People sometimes claim that ‘political correctness’ (whatever precisely that is*) is ‘the new censorship’. Usually this is because they’re dickwads.
It occurred to me that perhaps a more appropriate phrase might be ‘the new etiquette’. That is – things like how to ask a transperson what gender identity they prefer, or what ethnic description, etc. doesn’t really bear any relationship to a government sending the secret police to stamp out those criticising it. But they do bear a strong relationship to Victorian Britons reading manuals on how to propose marriage, how to discuss religion, or whatever.
I think this is quite a nice way to look at the matter – though like any analogy it’s not perfect. I like it firstly because it locates the ideas of politeness and rudeness at the centre of the issue, downplaying the element of ‘politics’. It also clarifies the relationship of political correctness to freedom of speech – an etiquette manual aims to help people to do certain things more smoothly and confidently, rather than dictating what they should and shouldn’t do.

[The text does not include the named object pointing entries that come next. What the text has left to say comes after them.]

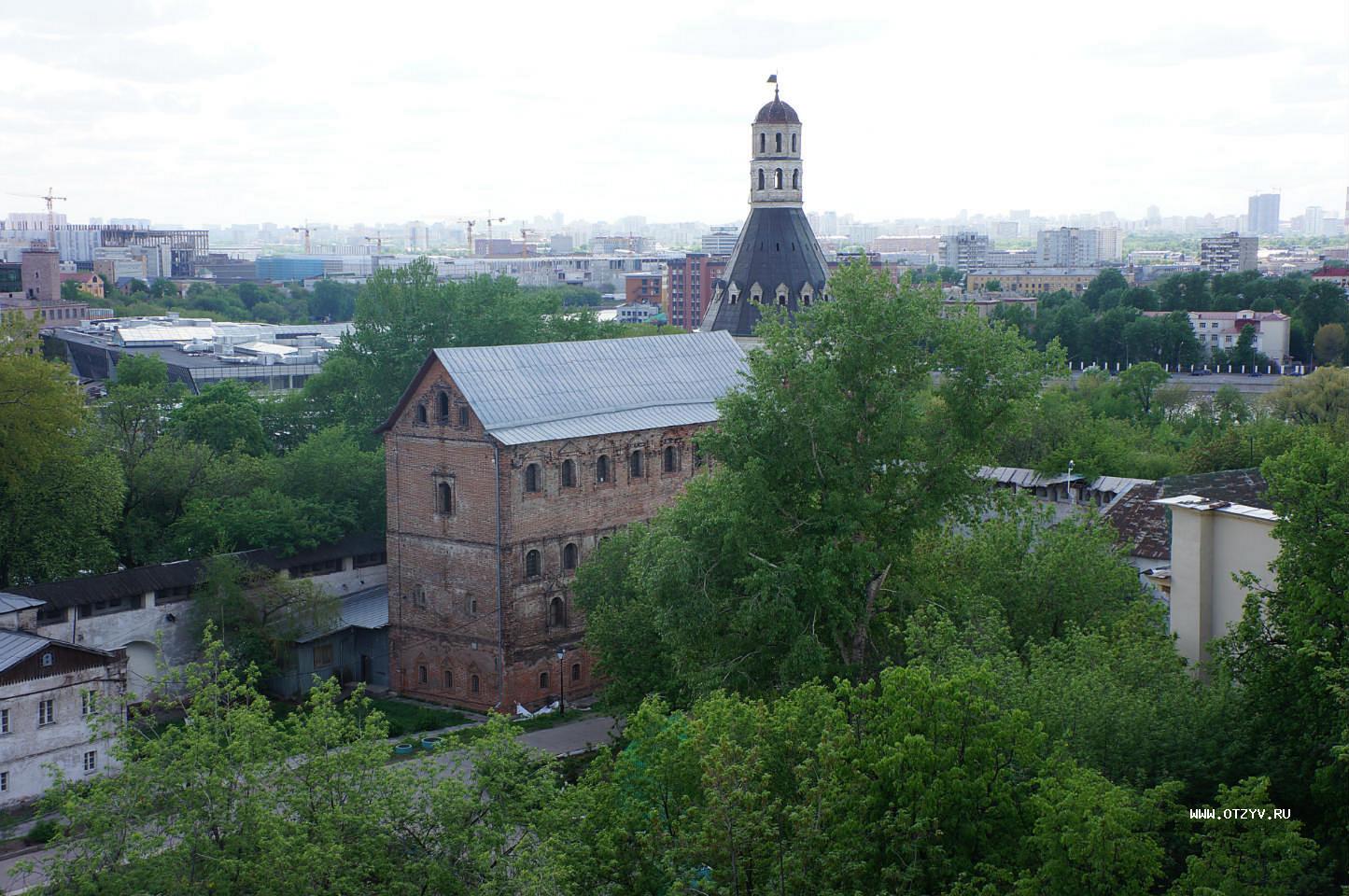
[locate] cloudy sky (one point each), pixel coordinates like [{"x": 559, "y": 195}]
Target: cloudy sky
[{"x": 236, "y": 111}]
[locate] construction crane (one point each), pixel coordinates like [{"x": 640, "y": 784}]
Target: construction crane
[{"x": 51, "y": 217}]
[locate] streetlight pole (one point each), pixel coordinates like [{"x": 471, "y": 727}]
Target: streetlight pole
[{"x": 561, "y": 684}]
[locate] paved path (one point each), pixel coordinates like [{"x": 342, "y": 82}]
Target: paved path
[{"x": 567, "y": 738}]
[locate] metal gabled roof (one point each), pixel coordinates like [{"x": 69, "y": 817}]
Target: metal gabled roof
[{"x": 566, "y": 390}]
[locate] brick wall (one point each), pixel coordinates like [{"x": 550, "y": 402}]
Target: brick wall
[{"x": 443, "y": 567}]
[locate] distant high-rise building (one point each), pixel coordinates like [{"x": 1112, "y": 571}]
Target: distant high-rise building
[
  {"x": 964, "y": 250},
  {"x": 1228, "y": 253},
  {"x": 1263, "y": 214}
]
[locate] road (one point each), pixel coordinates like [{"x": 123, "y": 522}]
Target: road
[{"x": 564, "y": 740}]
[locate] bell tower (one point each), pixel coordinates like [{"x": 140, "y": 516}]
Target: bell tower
[{"x": 776, "y": 259}]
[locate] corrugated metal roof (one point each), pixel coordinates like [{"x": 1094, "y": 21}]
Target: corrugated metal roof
[
  {"x": 14, "y": 602},
  {"x": 366, "y": 609},
  {"x": 564, "y": 390},
  {"x": 17, "y": 647}
]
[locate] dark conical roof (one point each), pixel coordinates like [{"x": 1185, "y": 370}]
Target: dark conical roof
[{"x": 776, "y": 112}]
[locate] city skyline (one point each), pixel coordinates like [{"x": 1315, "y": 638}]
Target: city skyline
[{"x": 372, "y": 120}]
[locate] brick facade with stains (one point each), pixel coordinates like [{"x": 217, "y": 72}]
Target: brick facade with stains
[{"x": 484, "y": 540}]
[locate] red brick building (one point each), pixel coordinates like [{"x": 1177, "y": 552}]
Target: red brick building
[{"x": 506, "y": 467}]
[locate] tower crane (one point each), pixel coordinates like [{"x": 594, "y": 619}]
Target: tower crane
[{"x": 51, "y": 217}]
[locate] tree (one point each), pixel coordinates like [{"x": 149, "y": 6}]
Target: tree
[
  {"x": 224, "y": 416},
  {"x": 1329, "y": 344},
  {"x": 1140, "y": 382},
  {"x": 775, "y": 568}
]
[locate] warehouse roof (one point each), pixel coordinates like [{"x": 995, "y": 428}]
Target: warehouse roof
[{"x": 566, "y": 390}]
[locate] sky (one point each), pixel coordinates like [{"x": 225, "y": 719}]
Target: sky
[{"x": 218, "y": 112}]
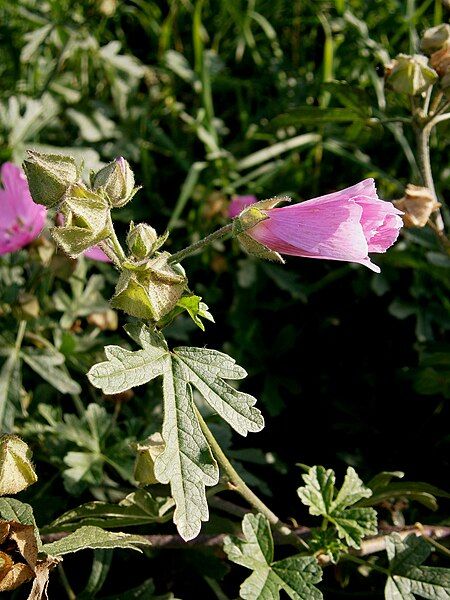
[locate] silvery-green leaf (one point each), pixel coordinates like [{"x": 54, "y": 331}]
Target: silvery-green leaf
[
  {"x": 49, "y": 365},
  {"x": 207, "y": 371},
  {"x": 187, "y": 462},
  {"x": 409, "y": 578},
  {"x": 125, "y": 369},
  {"x": 295, "y": 575},
  {"x": 94, "y": 537}
]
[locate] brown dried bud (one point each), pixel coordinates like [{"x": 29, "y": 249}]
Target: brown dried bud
[
  {"x": 121, "y": 397},
  {"x": 418, "y": 204},
  {"x": 440, "y": 60},
  {"x": 434, "y": 38},
  {"x": 105, "y": 320}
]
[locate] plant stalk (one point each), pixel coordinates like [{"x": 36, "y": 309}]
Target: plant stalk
[
  {"x": 239, "y": 486},
  {"x": 424, "y": 163},
  {"x": 212, "y": 237}
]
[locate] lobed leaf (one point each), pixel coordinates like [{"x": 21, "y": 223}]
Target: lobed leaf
[{"x": 295, "y": 575}]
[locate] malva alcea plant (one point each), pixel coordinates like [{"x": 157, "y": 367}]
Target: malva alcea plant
[{"x": 152, "y": 286}]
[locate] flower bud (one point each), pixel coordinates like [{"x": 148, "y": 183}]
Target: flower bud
[
  {"x": 141, "y": 240},
  {"x": 248, "y": 218},
  {"x": 117, "y": 180},
  {"x": 440, "y": 61},
  {"x": 445, "y": 84},
  {"x": 410, "y": 74},
  {"x": 50, "y": 176},
  {"x": 151, "y": 290},
  {"x": 147, "y": 453},
  {"x": 417, "y": 205},
  {"x": 16, "y": 468},
  {"x": 85, "y": 216},
  {"x": 435, "y": 38}
]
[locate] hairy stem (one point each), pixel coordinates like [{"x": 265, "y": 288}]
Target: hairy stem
[
  {"x": 424, "y": 163},
  {"x": 238, "y": 485},
  {"x": 212, "y": 237},
  {"x": 114, "y": 241}
]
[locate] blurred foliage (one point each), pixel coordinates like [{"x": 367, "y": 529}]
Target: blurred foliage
[{"x": 210, "y": 98}]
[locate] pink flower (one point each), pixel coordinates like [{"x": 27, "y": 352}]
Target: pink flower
[
  {"x": 345, "y": 225},
  {"x": 96, "y": 253},
  {"x": 238, "y": 204},
  {"x": 21, "y": 220}
]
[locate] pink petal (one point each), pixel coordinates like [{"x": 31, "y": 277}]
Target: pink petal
[
  {"x": 96, "y": 253},
  {"x": 21, "y": 219},
  {"x": 381, "y": 223},
  {"x": 344, "y": 225},
  {"x": 238, "y": 204}
]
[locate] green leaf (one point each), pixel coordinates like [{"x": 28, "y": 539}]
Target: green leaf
[
  {"x": 295, "y": 575},
  {"x": 10, "y": 381},
  {"x": 206, "y": 370},
  {"x": 48, "y": 364},
  {"x": 323, "y": 499},
  {"x": 316, "y": 115},
  {"x": 409, "y": 578},
  {"x": 412, "y": 490},
  {"x": 145, "y": 591},
  {"x": 16, "y": 468},
  {"x": 187, "y": 462},
  {"x": 95, "y": 538},
  {"x": 138, "y": 508},
  {"x": 125, "y": 369}
]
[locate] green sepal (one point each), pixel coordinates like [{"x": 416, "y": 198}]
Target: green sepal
[
  {"x": 86, "y": 217},
  {"x": 193, "y": 305},
  {"x": 249, "y": 218},
  {"x": 151, "y": 291},
  {"x": 116, "y": 179},
  {"x": 146, "y": 454},
  {"x": 50, "y": 176},
  {"x": 16, "y": 468},
  {"x": 411, "y": 74}
]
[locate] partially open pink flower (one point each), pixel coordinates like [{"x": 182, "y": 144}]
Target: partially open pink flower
[
  {"x": 96, "y": 253},
  {"x": 345, "y": 225},
  {"x": 21, "y": 220},
  {"x": 238, "y": 204}
]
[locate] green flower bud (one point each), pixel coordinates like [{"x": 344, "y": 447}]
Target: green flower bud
[
  {"x": 445, "y": 85},
  {"x": 117, "y": 180},
  {"x": 150, "y": 291},
  {"x": 411, "y": 74},
  {"x": 50, "y": 176},
  {"x": 147, "y": 453},
  {"x": 247, "y": 219},
  {"x": 141, "y": 240},
  {"x": 435, "y": 38},
  {"x": 16, "y": 468},
  {"x": 85, "y": 216}
]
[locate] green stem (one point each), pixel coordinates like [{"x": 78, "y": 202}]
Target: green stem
[
  {"x": 373, "y": 566},
  {"x": 66, "y": 585},
  {"x": 115, "y": 242},
  {"x": 423, "y": 156},
  {"x": 212, "y": 237},
  {"x": 424, "y": 163},
  {"x": 19, "y": 337},
  {"x": 239, "y": 486}
]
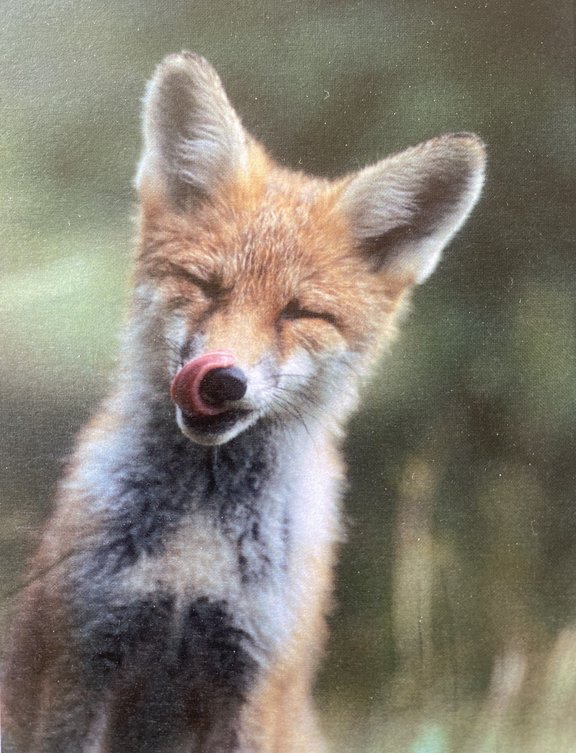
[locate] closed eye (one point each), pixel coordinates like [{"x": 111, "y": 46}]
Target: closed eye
[
  {"x": 212, "y": 287},
  {"x": 294, "y": 310}
]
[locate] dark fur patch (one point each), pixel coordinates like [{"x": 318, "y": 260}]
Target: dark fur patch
[{"x": 168, "y": 478}]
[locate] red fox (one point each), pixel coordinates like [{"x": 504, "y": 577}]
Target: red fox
[{"x": 177, "y": 602}]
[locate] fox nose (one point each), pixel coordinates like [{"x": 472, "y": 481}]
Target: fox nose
[{"x": 207, "y": 384}]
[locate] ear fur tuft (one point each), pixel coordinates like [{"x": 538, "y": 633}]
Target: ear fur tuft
[
  {"x": 406, "y": 208},
  {"x": 193, "y": 138}
]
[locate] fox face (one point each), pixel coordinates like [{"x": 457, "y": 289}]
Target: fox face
[{"x": 263, "y": 294}]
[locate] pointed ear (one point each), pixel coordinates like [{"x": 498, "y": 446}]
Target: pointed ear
[
  {"x": 405, "y": 209},
  {"x": 193, "y": 139}
]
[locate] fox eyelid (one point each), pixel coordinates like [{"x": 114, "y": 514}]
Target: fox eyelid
[
  {"x": 211, "y": 287},
  {"x": 295, "y": 311}
]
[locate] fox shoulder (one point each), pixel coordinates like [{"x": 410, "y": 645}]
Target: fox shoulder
[{"x": 401, "y": 211}]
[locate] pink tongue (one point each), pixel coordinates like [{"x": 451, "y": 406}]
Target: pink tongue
[{"x": 185, "y": 388}]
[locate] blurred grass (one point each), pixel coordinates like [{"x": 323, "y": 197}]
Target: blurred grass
[{"x": 456, "y": 589}]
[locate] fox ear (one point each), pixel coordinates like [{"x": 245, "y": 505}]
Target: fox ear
[
  {"x": 405, "y": 209},
  {"x": 193, "y": 139}
]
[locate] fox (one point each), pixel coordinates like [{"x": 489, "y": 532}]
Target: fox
[{"x": 177, "y": 602}]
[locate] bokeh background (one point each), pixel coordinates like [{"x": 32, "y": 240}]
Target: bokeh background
[{"x": 455, "y": 629}]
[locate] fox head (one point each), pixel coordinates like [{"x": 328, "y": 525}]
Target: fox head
[{"x": 263, "y": 294}]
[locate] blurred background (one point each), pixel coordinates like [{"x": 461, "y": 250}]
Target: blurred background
[{"x": 455, "y": 628}]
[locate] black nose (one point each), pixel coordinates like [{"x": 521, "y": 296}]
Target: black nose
[{"x": 223, "y": 385}]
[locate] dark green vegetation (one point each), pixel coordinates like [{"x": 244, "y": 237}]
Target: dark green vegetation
[{"x": 456, "y": 588}]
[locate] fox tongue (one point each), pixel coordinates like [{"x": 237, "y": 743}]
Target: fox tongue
[{"x": 185, "y": 388}]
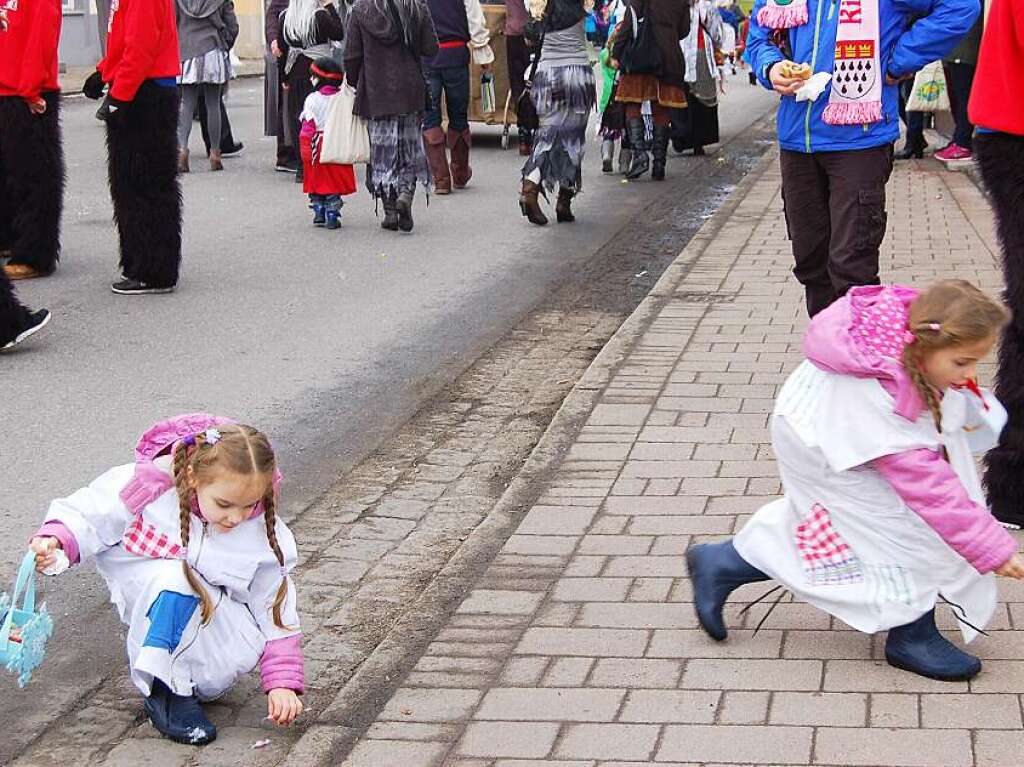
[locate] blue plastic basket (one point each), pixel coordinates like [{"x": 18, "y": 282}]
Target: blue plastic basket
[{"x": 22, "y": 656}]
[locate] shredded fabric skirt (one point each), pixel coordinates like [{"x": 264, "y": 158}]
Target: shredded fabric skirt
[
  {"x": 564, "y": 97},
  {"x": 213, "y": 67},
  {"x": 397, "y": 161}
]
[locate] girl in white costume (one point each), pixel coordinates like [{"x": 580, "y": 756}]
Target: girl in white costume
[
  {"x": 197, "y": 562},
  {"x": 883, "y": 513}
]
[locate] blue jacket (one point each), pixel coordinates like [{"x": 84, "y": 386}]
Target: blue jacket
[{"x": 902, "y": 51}]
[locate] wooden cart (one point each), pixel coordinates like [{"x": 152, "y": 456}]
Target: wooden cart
[{"x": 504, "y": 115}]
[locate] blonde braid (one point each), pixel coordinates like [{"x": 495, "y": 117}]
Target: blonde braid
[
  {"x": 270, "y": 518},
  {"x": 181, "y": 464}
]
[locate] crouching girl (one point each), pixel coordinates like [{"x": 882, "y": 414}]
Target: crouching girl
[
  {"x": 884, "y": 515},
  {"x": 197, "y": 561}
]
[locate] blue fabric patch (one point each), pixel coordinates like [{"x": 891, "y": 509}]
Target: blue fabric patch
[{"x": 169, "y": 614}]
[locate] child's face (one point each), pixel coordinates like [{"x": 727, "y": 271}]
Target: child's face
[
  {"x": 955, "y": 366},
  {"x": 228, "y": 499}
]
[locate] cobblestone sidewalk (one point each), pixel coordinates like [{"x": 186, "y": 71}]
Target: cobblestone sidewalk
[{"x": 579, "y": 647}]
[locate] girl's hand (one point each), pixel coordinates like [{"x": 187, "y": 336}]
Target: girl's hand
[
  {"x": 1013, "y": 567},
  {"x": 44, "y": 549},
  {"x": 283, "y": 706}
]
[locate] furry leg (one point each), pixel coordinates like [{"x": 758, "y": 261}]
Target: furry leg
[
  {"x": 34, "y": 167},
  {"x": 142, "y": 156},
  {"x": 1000, "y": 159}
]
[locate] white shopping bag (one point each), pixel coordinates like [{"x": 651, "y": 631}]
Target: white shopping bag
[{"x": 346, "y": 140}]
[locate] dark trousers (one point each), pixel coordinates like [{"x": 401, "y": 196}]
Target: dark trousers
[
  {"x": 960, "y": 79},
  {"x": 453, "y": 82},
  {"x": 836, "y": 215},
  {"x": 518, "y": 61},
  {"x": 226, "y": 139},
  {"x": 1000, "y": 160},
  {"x": 32, "y": 182},
  {"x": 142, "y": 164},
  {"x": 914, "y": 121}
]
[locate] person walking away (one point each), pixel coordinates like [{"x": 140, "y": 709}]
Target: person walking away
[
  {"x": 958, "y": 68},
  {"x": 308, "y": 30},
  {"x": 387, "y": 41},
  {"x": 883, "y": 515},
  {"x": 326, "y": 183},
  {"x": 207, "y": 31},
  {"x": 697, "y": 123},
  {"x": 140, "y": 111},
  {"x": 198, "y": 562},
  {"x": 563, "y": 92},
  {"x": 274, "y": 95},
  {"x": 462, "y": 30},
  {"x": 999, "y": 151},
  {"x": 663, "y": 88},
  {"x": 32, "y": 167},
  {"x": 837, "y": 152},
  {"x": 517, "y": 54}
]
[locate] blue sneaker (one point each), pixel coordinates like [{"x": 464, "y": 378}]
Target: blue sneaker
[
  {"x": 717, "y": 570},
  {"x": 178, "y": 717},
  {"x": 920, "y": 648}
]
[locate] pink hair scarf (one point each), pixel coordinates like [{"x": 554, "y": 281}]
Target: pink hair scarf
[{"x": 857, "y": 78}]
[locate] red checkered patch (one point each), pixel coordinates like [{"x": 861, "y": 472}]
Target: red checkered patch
[
  {"x": 827, "y": 558},
  {"x": 145, "y": 541}
]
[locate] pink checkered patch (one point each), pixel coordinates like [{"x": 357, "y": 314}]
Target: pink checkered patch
[
  {"x": 827, "y": 558},
  {"x": 145, "y": 541}
]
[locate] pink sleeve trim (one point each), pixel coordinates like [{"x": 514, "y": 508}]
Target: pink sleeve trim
[
  {"x": 930, "y": 486},
  {"x": 282, "y": 665},
  {"x": 56, "y": 528}
]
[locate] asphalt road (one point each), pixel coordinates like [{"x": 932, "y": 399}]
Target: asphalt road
[{"x": 328, "y": 340}]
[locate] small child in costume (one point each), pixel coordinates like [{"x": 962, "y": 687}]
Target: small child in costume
[
  {"x": 325, "y": 182},
  {"x": 883, "y": 514},
  {"x": 197, "y": 561}
]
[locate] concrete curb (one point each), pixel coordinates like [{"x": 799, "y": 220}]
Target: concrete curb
[{"x": 356, "y": 705}]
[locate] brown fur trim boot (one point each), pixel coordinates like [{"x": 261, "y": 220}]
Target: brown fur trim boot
[
  {"x": 433, "y": 143},
  {"x": 529, "y": 205},
  {"x": 460, "y": 143}
]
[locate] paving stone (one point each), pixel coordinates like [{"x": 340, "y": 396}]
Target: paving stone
[
  {"x": 552, "y": 705},
  {"x": 882, "y": 748}
]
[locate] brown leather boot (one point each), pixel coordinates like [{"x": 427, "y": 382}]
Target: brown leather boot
[
  {"x": 563, "y": 208},
  {"x": 460, "y": 141},
  {"x": 433, "y": 142},
  {"x": 529, "y": 205}
]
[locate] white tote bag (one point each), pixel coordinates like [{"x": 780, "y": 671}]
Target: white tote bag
[
  {"x": 346, "y": 140},
  {"x": 929, "y": 90}
]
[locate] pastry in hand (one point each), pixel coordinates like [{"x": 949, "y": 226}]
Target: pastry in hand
[{"x": 794, "y": 71}]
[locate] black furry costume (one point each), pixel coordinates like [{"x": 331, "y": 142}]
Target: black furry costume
[
  {"x": 142, "y": 155},
  {"x": 32, "y": 182},
  {"x": 1000, "y": 158}
]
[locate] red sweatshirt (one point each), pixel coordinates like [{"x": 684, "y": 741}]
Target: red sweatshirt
[
  {"x": 142, "y": 44},
  {"x": 30, "y": 31},
  {"x": 993, "y": 103}
]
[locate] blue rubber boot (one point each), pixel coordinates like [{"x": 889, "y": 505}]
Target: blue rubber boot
[
  {"x": 920, "y": 648},
  {"x": 717, "y": 570},
  {"x": 178, "y": 717}
]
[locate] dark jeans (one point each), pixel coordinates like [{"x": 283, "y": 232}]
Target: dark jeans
[
  {"x": 454, "y": 83},
  {"x": 914, "y": 121},
  {"x": 836, "y": 215},
  {"x": 960, "y": 78}
]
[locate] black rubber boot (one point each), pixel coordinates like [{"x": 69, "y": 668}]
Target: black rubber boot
[
  {"x": 920, "y": 648},
  {"x": 717, "y": 570},
  {"x": 640, "y": 162},
  {"x": 660, "y": 152}
]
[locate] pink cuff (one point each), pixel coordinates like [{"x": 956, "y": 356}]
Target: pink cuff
[
  {"x": 282, "y": 665},
  {"x": 56, "y": 528}
]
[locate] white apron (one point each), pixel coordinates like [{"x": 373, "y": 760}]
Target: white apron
[{"x": 842, "y": 539}]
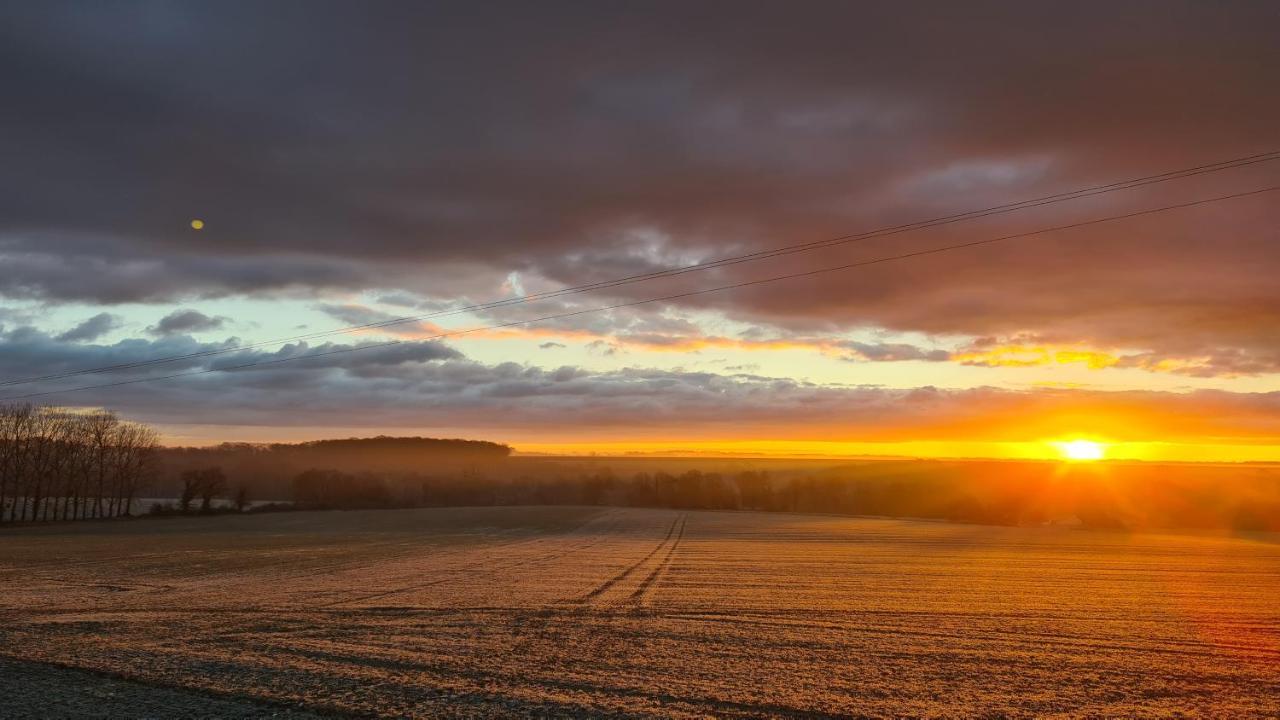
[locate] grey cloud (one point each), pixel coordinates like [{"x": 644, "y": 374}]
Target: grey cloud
[
  {"x": 895, "y": 352},
  {"x": 348, "y": 146},
  {"x": 182, "y": 322},
  {"x": 91, "y": 328}
]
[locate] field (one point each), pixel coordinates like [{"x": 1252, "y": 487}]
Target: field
[{"x": 568, "y": 611}]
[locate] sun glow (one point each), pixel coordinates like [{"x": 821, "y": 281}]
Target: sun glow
[{"x": 1080, "y": 450}]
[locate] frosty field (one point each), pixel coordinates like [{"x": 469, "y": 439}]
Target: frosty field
[{"x": 567, "y": 611}]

Of course your opinion of the analogy is liable to be affected by your opinion of etiquette itself – if you think it’s a prudish, pointless waste of time, serving only to forge pedantry into a form of class discrimination, then you’ll want to distance anything considered positive from it. But conversely, one might feel that whatever particular form it took in past cases, the idea of a code that clarifies how we are to interact is a basically good one.
To push a little more, it’s clearly not bad that there be some regularity, some collectively-recognised protocols, for there is no interaction without them. Even when we are chilling with our friends on the sofa in our pyamas, there are ways of speaking that aren’t considered appropriate, ways of phrasing things that minimise or needlessly increase tension and awkwardness.
The distinctive feature of etiquette is really just that we have to make it explicit, that we don’t just use it, we talk about it. And in that case, it’s neither a bad thing nor a good thing in itself, because it is bound up with the reason why it needs to be talked about.
One reason might be that this allows it to be restricted to a certain class, or that this allows it to become pointlessly complex. But in the case of what’s called “political correctness”, that clearly isn’t the main reason – the main reason is that we are trying to transform society, to make a break with, for example, heteronormativity. Consequently, we cannot simply draw on the unspoken codes of heteronormative society, but must rather try to forge the codes of a future society, differently constituted, inclusive and pluralistic where this one is violently exclusive and conformist.
*While the notion is ill-defined and quite possibly should be dropped, hopefully readers have some idea what sorts of things I have in mind.